Cuban political dissident and family begin asylum in the Czech Republic
The first Cuban political prisoner granted political asylum in the Czech Republic has arrived with his family and relatives in his host country. The dissident, who spent six out of seven years in prison in solitary confinement hit out at the regime in his homeland and thanked the Czech Republic for its solidarity.
Just a few days earlier he had still been in his seventh year in prison following a crackdown on dissidents by the regime of Fidel Castro in 2003.
Mr. Posada was jailed for writing and putting up posters critical of the government. He said that six of his seven years were spent in solitary confinement and how frequent beatings were dealt out to him and other political prisoners. And he described the decision to release him together with 52 other political prisoners on condition that they quit the country as delayed justice rather than any humanitarian act.
“We were prisoners of conscience. We do not consider this gesture of the government to be any kind of special humanitarian one. Basically we did not do anything apart from one thing and that was fighting for our rights.”
Rolando’s wife, Lamasiel, an independent journalist, also spent five months behind bars for her contacts with foreign human rights organisations and local dissident groups. One of her foreign contacts was the Czech-based charity People in Need.It was that connection together with the offer in July by Czech Foreign Minister Karel Schwarzenberg to offer political asylum to up to 10 Cuban political dissidents that helped pave the way for the 11-hour flight from Cuba to Prague.

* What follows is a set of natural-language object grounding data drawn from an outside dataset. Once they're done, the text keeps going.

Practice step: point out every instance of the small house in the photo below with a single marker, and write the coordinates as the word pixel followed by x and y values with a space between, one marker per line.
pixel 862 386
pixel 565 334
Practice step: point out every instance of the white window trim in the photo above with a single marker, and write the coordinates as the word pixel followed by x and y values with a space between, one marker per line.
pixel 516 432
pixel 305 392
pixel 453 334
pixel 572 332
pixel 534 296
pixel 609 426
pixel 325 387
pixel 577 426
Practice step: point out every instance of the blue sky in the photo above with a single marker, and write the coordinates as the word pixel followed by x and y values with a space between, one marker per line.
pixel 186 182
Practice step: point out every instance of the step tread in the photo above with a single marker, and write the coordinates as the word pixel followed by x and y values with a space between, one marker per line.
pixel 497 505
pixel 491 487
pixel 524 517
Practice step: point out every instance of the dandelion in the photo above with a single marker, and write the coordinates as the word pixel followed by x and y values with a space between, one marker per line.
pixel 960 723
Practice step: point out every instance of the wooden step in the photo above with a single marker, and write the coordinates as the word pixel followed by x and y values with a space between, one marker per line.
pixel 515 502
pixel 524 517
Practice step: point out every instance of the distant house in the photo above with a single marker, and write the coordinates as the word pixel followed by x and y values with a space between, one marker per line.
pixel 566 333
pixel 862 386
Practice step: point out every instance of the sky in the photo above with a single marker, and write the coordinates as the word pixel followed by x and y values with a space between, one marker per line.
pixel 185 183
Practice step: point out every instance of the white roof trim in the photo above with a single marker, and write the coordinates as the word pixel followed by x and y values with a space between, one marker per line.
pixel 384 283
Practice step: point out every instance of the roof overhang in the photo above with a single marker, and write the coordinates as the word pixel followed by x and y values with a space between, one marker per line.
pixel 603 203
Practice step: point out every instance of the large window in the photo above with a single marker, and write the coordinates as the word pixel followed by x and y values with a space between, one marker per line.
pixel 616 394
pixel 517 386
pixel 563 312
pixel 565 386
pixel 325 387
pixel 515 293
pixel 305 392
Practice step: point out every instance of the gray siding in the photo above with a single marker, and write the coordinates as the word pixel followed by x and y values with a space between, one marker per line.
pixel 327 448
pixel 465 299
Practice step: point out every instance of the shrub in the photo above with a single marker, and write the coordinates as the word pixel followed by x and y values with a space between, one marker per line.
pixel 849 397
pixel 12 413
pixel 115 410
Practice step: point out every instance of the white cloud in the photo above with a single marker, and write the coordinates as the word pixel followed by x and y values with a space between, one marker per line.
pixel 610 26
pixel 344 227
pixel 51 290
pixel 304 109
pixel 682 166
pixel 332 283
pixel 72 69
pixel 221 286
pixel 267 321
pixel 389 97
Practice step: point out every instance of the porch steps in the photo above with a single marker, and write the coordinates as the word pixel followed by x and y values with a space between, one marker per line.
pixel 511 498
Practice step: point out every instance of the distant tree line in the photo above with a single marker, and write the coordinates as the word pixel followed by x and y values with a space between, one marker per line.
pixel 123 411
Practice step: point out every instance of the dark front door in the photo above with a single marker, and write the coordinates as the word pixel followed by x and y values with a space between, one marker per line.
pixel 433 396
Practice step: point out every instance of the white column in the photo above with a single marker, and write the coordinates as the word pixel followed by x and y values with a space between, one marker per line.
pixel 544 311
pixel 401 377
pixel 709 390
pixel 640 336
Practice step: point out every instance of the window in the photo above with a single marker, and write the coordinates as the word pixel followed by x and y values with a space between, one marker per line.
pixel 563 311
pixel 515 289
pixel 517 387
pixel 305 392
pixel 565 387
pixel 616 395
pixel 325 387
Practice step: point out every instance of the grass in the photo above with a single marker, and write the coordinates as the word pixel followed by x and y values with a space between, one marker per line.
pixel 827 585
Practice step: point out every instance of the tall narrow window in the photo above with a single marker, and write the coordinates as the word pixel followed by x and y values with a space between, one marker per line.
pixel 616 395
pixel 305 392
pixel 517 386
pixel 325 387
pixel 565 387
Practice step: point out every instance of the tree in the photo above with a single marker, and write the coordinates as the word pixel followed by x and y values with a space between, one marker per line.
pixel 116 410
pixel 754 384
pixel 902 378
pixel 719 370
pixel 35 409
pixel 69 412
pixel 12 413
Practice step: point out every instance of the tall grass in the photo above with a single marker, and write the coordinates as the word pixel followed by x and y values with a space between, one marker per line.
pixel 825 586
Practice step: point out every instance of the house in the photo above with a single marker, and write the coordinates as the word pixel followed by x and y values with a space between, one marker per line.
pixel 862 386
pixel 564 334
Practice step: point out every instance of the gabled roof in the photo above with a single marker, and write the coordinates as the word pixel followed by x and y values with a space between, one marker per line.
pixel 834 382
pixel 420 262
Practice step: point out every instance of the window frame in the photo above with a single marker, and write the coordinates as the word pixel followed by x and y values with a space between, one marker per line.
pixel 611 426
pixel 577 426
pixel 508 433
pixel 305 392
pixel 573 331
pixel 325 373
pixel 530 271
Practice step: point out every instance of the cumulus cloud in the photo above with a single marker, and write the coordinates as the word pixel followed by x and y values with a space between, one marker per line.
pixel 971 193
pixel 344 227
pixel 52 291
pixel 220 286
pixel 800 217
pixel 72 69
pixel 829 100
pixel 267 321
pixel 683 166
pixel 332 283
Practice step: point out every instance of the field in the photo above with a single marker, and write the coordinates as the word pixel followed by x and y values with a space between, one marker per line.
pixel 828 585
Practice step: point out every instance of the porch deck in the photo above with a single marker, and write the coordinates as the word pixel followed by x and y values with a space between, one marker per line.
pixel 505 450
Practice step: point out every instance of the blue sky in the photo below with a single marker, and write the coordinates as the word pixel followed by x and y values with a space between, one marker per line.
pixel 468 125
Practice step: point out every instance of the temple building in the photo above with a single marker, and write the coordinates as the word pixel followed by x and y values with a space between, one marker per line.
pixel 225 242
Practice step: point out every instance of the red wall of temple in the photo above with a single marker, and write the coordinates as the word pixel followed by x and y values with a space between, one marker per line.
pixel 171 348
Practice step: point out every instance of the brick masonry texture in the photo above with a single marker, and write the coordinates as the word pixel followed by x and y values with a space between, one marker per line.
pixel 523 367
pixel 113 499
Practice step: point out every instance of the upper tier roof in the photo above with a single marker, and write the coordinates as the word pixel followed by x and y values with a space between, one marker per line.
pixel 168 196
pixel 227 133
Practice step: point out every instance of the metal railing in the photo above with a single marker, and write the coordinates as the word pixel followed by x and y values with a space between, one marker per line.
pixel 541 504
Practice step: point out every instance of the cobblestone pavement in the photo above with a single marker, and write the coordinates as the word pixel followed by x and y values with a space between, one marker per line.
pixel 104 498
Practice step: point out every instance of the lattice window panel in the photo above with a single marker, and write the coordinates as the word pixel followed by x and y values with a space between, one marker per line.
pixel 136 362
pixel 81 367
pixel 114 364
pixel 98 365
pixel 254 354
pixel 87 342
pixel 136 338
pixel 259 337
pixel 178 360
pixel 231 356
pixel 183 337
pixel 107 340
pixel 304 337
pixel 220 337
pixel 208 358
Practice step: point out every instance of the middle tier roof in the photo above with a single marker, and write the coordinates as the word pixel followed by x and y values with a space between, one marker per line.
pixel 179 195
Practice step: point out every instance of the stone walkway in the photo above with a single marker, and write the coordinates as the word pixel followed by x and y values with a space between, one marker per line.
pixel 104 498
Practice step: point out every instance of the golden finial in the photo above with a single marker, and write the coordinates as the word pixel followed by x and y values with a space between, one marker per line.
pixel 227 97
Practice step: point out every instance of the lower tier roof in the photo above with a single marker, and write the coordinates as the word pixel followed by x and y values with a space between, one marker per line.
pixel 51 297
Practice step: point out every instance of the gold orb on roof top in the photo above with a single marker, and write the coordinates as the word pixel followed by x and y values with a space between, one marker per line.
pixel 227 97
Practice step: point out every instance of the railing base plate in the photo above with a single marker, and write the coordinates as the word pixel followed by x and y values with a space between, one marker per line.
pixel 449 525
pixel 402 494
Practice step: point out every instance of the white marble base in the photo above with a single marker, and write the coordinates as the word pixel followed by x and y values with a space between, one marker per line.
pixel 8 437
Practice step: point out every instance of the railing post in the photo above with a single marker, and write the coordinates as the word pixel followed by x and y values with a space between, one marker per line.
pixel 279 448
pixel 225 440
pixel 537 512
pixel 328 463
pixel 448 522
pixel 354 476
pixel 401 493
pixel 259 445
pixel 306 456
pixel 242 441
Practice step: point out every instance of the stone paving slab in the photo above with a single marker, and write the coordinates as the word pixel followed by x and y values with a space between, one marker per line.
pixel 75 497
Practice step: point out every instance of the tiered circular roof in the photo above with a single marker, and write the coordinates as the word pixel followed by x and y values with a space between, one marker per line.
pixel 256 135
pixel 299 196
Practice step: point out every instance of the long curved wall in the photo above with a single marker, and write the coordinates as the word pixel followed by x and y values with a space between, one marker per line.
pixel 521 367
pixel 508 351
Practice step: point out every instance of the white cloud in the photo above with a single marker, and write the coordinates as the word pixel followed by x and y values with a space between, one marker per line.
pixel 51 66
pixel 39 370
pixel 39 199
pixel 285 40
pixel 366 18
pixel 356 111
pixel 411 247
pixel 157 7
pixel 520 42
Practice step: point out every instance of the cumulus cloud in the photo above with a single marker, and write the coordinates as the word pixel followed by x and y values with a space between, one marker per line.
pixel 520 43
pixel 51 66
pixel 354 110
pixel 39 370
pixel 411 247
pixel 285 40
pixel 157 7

In contrast to most of the other Cuban political prisoners recently released who have chosen to go to Spain, the extended Posada family opted for the Czech Republic although they only speak Spanish. Mr. Posada said that in prison he had read translations of Czech anti-Communist dissident Václav Havel’s essay “The Power of the Powerless,” which pinpoints the powers of dissidents against a seemingly invincible regime. And he thanked the Czech Republic for the help it had given to Cuban dissidents.
“We are grateful for the way that the Czech government has shown its solidarity not just regarding myself but for all the people of Cuba”Since the fall of Communism in 1989, the Czech Republic has felt an obligation to help dissidents in other Communist regimes and has put Cuba high on its list of foreign affairs priorities. Unlike Spain, the former colonial power, which has sought to encourage changes by connecting with the Cuban regime, Prague has taken the opposite view, calling for a tough line against it.